Bias = error from being too simple. A high-bias model makes the same kind of mistake everywhere because it cannot capture the real pattern. High bias = underfitting.
Variance = error from being too sensitive. A high-variance model changes wildly with small data changes because it chases noise. High variance = overfitting.

A dartboard analogy: high bias is darts tightly grouped but far from the bullseye (consistently wrong). High variance is darts scattered everywhere (all over the place). You want them grouped near the centre — low bias and low variance. The tradeoff is that pushing one down often nudges the other up, so you seek the sweet spot.

	High bias	High variance
Model is	Too simple	Too complex
Problem	Underfitting	Overfitting
Train score	Low	High
Test score	Low	Low
Fix	More powerful model / features	Simplify / regularize / more data

Regularization: a penalty for complexity

Regularization is the standard cure for high variance (overfitting). The idea is simple: add a penalty to the cost function for making the model too complex — specifically for letting its coefficients (the per-feature weights) grow large. The model must now balance fitting the data against keeping its weights small, so it stops chasing noise.

L2 / Ridge — penalises the sum of squared weights. It shrinks all weights toward zero but rarely to exactly zero. Great general-purpose default.
L1 / Lasso — penalises the sum of absolute weights. It can drive some weights exactly to zero, effectively deleting useless features — so it doubles as automatic feature selection.

A worked example: Ridge and Lasso shrink the weights

We make data where only the first feature truly matters and the other two are noise, then compare plain regression with Ridge and Lasso. The strength of the penalty is set by alpha — bigger alpha means a harsher penalty.

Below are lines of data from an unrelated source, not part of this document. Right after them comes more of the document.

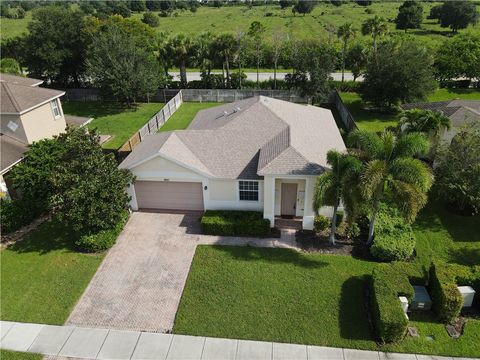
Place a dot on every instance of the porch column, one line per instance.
(269, 199)
(308, 213)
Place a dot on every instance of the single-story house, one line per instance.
(28, 113)
(257, 154)
(461, 113)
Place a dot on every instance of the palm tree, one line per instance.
(391, 169)
(179, 48)
(345, 32)
(376, 26)
(333, 186)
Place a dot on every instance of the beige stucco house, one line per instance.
(256, 154)
(28, 113)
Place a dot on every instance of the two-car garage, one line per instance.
(166, 195)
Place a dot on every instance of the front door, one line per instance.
(289, 199)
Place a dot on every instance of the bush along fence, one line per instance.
(152, 125)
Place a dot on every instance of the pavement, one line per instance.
(139, 284)
(262, 76)
(67, 342)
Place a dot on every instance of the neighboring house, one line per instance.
(461, 113)
(256, 154)
(28, 113)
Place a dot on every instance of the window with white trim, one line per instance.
(248, 190)
(55, 108)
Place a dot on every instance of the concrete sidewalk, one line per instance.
(94, 343)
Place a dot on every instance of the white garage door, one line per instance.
(169, 195)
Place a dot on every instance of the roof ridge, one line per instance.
(10, 96)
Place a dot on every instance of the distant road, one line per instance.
(262, 75)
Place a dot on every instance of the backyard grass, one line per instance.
(43, 276)
(113, 119)
(280, 295)
(239, 18)
(185, 114)
(375, 121)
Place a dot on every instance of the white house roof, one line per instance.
(248, 139)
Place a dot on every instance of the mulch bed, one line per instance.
(313, 243)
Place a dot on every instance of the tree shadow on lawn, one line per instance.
(248, 253)
(353, 319)
(50, 236)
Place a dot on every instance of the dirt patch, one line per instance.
(313, 243)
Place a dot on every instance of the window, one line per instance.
(55, 108)
(248, 190)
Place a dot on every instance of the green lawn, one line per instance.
(14, 355)
(185, 114)
(113, 119)
(281, 295)
(239, 18)
(43, 276)
(375, 121)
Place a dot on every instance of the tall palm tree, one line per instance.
(345, 32)
(179, 48)
(376, 26)
(391, 169)
(333, 186)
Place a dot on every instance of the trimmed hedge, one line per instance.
(102, 240)
(394, 238)
(235, 223)
(389, 319)
(17, 213)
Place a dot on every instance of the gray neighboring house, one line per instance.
(28, 113)
(461, 113)
(257, 154)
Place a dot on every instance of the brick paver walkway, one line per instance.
(139, 284)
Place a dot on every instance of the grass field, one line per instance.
(43, 276)
(184, 115)
(113, 119)
(239, 18)
(285, 296)
(375, 121)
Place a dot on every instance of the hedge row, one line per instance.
(102, 240)
(444, 279)
(389, 281)
(235, 223)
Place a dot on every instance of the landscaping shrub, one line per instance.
(102, 240)
(235, 223)
(321, 223)
(17, 213)
(389, 319)
(394, 239)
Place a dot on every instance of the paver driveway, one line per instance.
(140, 282)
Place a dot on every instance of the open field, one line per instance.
(369, 120)
(285, 296)
(113, 119)
(43, 276)
(239, 18)
(184, 115)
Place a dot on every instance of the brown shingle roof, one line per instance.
(16, 99)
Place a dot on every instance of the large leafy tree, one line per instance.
(345, 32)
(457, 169)
(410, 15)
(121, 68)
(375, 27)
(455, 14)
(401, 71)
(89, 188)
(392, 172)
(54, 47)
(459, 58)
(335, 185)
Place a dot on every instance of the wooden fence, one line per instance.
(152, 126)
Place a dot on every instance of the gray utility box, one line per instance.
(421, 300)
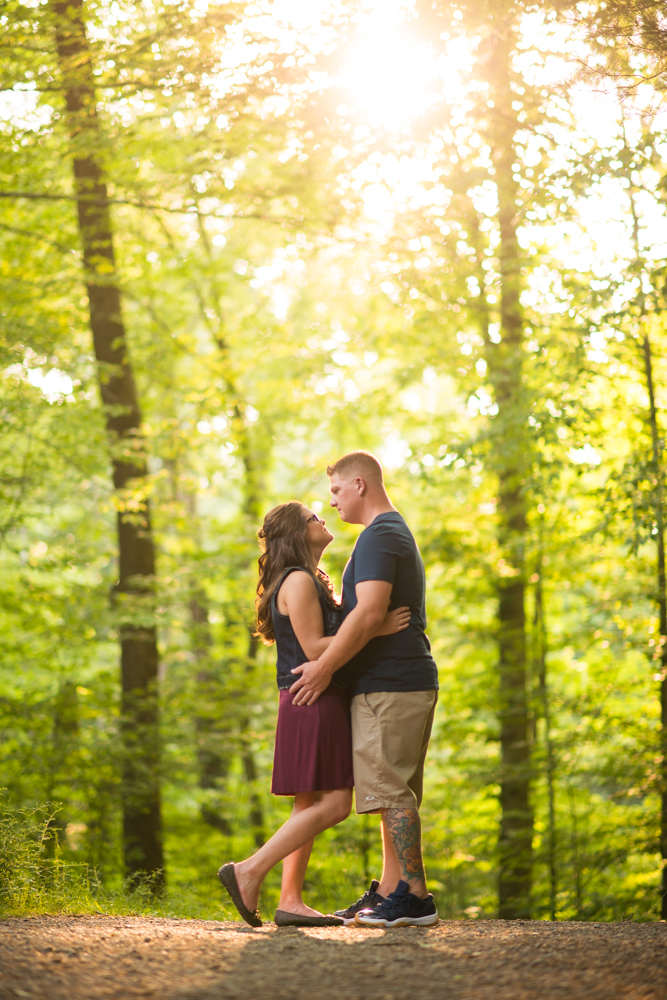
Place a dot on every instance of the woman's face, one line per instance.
(318, 535)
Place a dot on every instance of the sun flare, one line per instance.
(390, 78)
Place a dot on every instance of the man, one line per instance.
(393, 681)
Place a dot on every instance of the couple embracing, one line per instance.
(358, 688)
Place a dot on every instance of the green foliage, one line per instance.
(273, 326)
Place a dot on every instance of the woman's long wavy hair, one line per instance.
(283, 539)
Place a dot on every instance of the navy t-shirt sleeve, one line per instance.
(377, 555)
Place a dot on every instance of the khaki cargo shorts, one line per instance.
(390, 734)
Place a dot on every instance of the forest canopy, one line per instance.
(240, 239)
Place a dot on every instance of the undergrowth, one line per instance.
(34, 878)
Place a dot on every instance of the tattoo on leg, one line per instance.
(404, 828)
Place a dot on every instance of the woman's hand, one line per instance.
(395, 621)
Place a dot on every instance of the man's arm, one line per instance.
(361, 624)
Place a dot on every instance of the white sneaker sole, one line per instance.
(427, 921)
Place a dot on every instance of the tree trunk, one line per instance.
(540, 648)
(662, 610)
(142, 834)
(213, 762)
(510, 451)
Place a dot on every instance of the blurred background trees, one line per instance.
(238, 241)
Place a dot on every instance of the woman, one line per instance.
(297, 609)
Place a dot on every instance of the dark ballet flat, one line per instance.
(284, 919)
(227, 876)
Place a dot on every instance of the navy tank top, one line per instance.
(290, 653)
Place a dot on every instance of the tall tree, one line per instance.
(142, 825)
(496, 115)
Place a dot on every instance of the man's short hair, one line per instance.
(357, 463)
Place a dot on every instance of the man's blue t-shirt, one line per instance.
(386, 550)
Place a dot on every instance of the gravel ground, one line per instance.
(105, 958)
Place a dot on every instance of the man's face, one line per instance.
(346, 497)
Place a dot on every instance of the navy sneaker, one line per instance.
(369, 899)
(400, 909)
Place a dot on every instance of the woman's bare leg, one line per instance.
(295, 865)
(317, 812)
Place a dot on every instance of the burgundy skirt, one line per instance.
(313, 744)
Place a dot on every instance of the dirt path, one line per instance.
(105, 958)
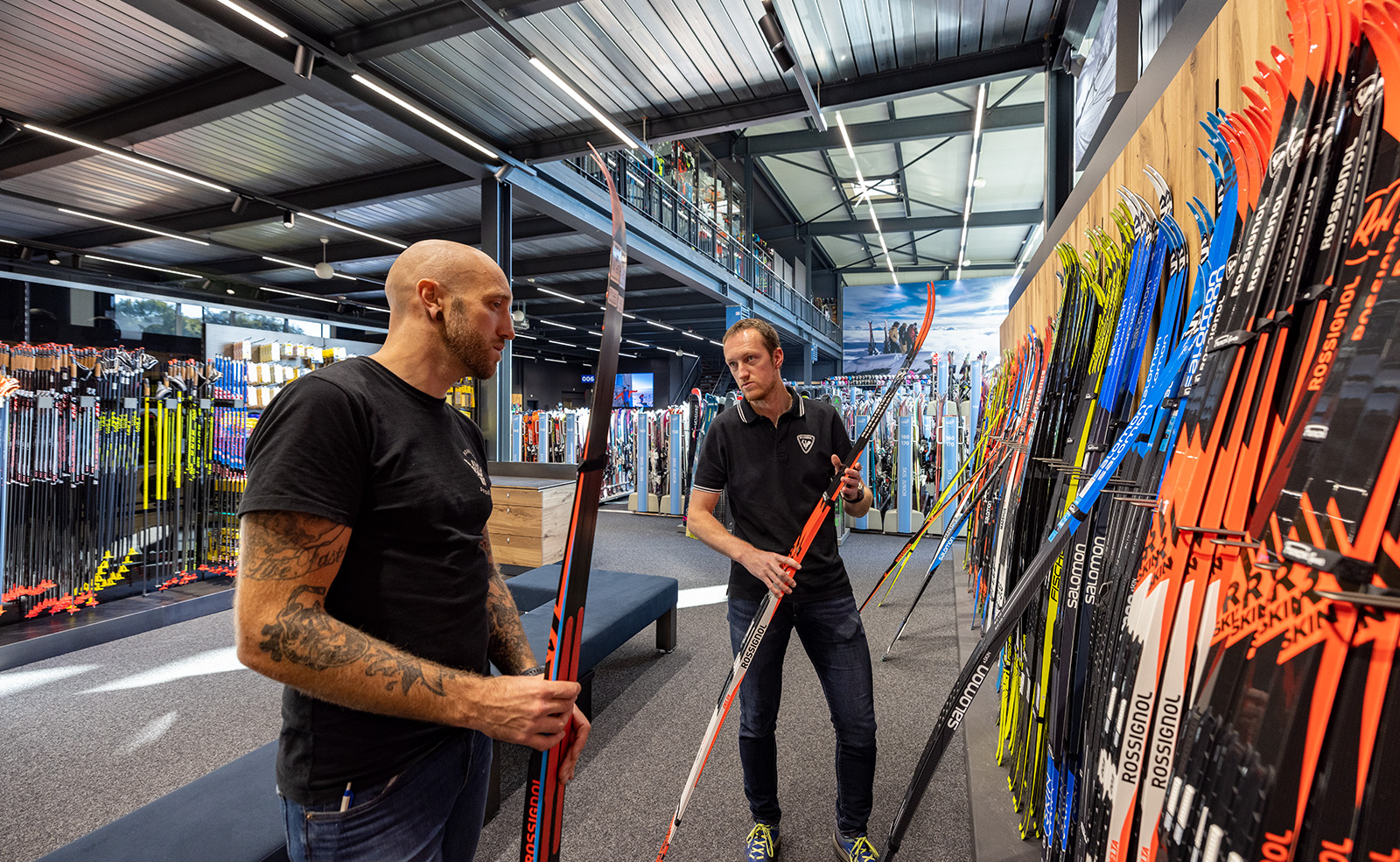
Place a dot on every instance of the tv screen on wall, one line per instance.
(634, 390)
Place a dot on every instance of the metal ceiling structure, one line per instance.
(179, 133)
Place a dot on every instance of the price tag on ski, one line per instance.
(770, 603)
(543, 819)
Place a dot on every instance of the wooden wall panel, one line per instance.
(1166, 139)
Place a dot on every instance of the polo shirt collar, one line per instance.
(797, 408)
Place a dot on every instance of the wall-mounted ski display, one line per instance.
(1189, 591)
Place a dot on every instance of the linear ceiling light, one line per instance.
(354, 230)
(256, 18)
(126, 156)
(301, 296)
(304, 266)
(598, 115)
(128, 224)
(429, 118)
(158, 269)
(552, 292)
(972, 175)
(865, 191)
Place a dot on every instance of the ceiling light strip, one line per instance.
(555, 292)
(256, 18)
(128, 224)
(598, 115)
(128, 156)
(354, 230)
(427, 118)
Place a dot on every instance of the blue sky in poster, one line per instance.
(966, 320)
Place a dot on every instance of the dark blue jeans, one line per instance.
(835, 640)
(430, 812)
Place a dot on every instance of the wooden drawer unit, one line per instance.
(529, 520)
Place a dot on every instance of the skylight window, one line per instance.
(879, 189)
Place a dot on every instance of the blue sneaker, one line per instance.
(763, 844)
(854, 850)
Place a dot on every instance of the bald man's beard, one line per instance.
(468, 346)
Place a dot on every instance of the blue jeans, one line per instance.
(835, 640)
(430, 812)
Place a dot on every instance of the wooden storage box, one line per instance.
(529, 520)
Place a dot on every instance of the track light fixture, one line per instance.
(305, 62)
(774, 35)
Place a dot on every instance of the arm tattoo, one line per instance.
(508, 647)
(287, 549)
(305, 634)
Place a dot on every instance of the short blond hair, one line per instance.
(763, 327)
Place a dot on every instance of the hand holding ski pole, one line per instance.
(774, 570)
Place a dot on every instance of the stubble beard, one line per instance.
(468, 345)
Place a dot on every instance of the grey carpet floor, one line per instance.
(175, 708)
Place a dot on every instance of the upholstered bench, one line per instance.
(230, 815)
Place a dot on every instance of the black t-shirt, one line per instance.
(356, 444)
(776, 474)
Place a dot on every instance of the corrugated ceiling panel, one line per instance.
(164, 251)
(1012, 163)
(552, 247)
(69, 58)
(333, 16)
(494, 93)
(116, 188)
(286, 146)
(1014, 30)
(415, 214)
(24, 219)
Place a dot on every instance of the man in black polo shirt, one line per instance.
(776, 453)
(368, 586)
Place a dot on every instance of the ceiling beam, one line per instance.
(856, 227)
(167, 111)
(427, 24)
(881, 87)
(538, 227)
(223, 30)
(357, 192)
(935, 268)
(891, 132)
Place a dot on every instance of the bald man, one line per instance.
(368, 586)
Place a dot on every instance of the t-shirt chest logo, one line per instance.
(471, 462)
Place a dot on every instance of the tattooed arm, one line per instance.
(508, 648)
(282, 630)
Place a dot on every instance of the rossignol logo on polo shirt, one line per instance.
(471, 462)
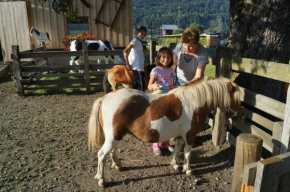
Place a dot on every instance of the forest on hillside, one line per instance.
(212, 14)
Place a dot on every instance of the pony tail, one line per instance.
(96, 137)
(106, 84)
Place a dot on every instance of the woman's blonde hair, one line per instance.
(190, 35)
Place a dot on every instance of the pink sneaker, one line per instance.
(167, 145)
(156, 149)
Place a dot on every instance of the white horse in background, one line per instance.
(76, 45)
(41, 37)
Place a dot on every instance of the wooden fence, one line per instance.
(259, 110)
(265, 117)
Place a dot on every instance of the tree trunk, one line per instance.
(260, 30)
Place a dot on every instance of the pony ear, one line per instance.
(230, 87)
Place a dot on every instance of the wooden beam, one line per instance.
(248, 150)
(266, 104)
(249, 174)
(247, 127)
(17, 68)
(87, 70)
(268, 175)
(276, 137)
(277, 71)
(285, 146)
(219, 132)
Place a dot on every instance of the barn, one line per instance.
(109, 20)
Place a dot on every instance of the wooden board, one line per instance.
(278, 71)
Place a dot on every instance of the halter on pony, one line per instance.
(180, 114)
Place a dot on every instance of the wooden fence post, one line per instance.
(17, 68)
(276, 137)
(267, 175)
(86, 66)
(248, 150)
(152, 51)
(286, 127)
(223, 69)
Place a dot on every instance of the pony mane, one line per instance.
(212, 91)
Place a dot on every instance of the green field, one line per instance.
(210, 70)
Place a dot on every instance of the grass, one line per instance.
(210, 70)
(95, 87)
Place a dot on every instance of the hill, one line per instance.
(212, 14)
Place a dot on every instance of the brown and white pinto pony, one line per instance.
(116, 76)
(180, 114)
(119, 75)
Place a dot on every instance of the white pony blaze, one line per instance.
(180, 114)
(97, 45)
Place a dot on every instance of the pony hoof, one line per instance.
(96, 176)
(188, 173)
(176, 167)
(119, 168)
(101, 183)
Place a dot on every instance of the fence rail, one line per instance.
(265, 117)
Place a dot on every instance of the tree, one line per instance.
(177, 31)
(197, 26)
(260, 30)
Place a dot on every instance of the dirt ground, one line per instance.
(43, 147)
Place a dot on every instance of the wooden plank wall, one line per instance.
(15, 17)
(264, 116)
(13, 27)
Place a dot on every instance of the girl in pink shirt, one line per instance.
(161, 81)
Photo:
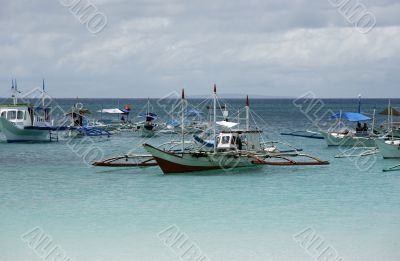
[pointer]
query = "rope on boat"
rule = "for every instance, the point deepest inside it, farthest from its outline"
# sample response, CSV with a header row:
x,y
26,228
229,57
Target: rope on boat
x,y
362,154
147,161
393,168
287,162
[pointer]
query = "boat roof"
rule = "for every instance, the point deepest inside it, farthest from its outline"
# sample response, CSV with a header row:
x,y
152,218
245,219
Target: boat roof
x,y
15,105
241,131
351,116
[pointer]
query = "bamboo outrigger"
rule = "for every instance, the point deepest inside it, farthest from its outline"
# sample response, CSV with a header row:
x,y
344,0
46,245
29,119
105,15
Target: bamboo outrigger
x,y
232,147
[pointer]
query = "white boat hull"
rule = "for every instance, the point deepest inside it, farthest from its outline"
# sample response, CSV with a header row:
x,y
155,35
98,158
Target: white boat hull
x,y
17,134
389,149
335,139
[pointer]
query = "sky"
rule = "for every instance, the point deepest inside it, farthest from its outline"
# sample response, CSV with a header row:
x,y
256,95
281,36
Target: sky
x,y
150,48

Ridge shrinks weights; Lasso zeroes out the noise features

from sklearn.linear_model import LinearRegression, Ridge, Lasso

# feature 1 drives y; features 2 and 3 are random noise
X = [[1, 5, 9], [2, 1, 3], [3, 8, 2], [4, 2, 7], [5, 6, 1]]
y = [10, 20, 30, 40, 50]      # y is basically 10 * feature1

for name, model in [('Plain', LinearRegression()),
                    ('Ridge', Ridge(alpha=1.0)),
                    ('Lasso', Lasso(alpha=1.0))]:
    model.fit(X, y)
    print(name, 'weights:', [round(c, 2) for c in model.coef_])

Note: Output: Plain weights: [9.78, 0.12, -0.05] Ridge weights: [9.31, 0.09, -0.03] Lasso weights: [9.64, 0.0, 0.0] All three found that feature 1 matters most (weight near 10). But Lasso pushed the two noise features to exactly 0.0 — it deleted them. Ridge merely shrank everything a little. That is L1 vs L2 in one run.

Why does this help? By refusing to let the noise features grab large weights, the regularized models avoid memorising flukes in this tiny dataset — so they generalise better to new rows. The bigger you make alpha, the stronger the pull toward small (or zero) weights.

Watch out: Regularization needs scaled features (the Feature Scaling lesson), because the penalty is based on the size of the weights — and weight size depends on each feature’s scale. Un-scaled, the penalty unfairly punishes small-numbered features.

Tip: Quick guide: reach for Ridge as a safe default to curb overfitting; reach for Lasso when you suspect many features are useless and you want the model to pick the important ones for you.

Q. What is the main difference between L1 (Lasso) and L2 (Ridge) regularization?

Answer: Both penalise large weights to fight overfitting. L1/Lasso can set some weights to exactly zero, effectively selecting features; L2/Ridge shrinks all weights smoothly but seldom to zero.

✍️ Practice

Raise Lasso’s alpha to 5.0 and watch even feature 1’s weight shrink — note the danger of too much penalty.
In one sentence each, give a real model that is high-bias and one that is high-variance.

🏠 Homework

Explain the dartboard analogy for bias and variance in your own words, then say which type of regularization you would use to delete useless features and why.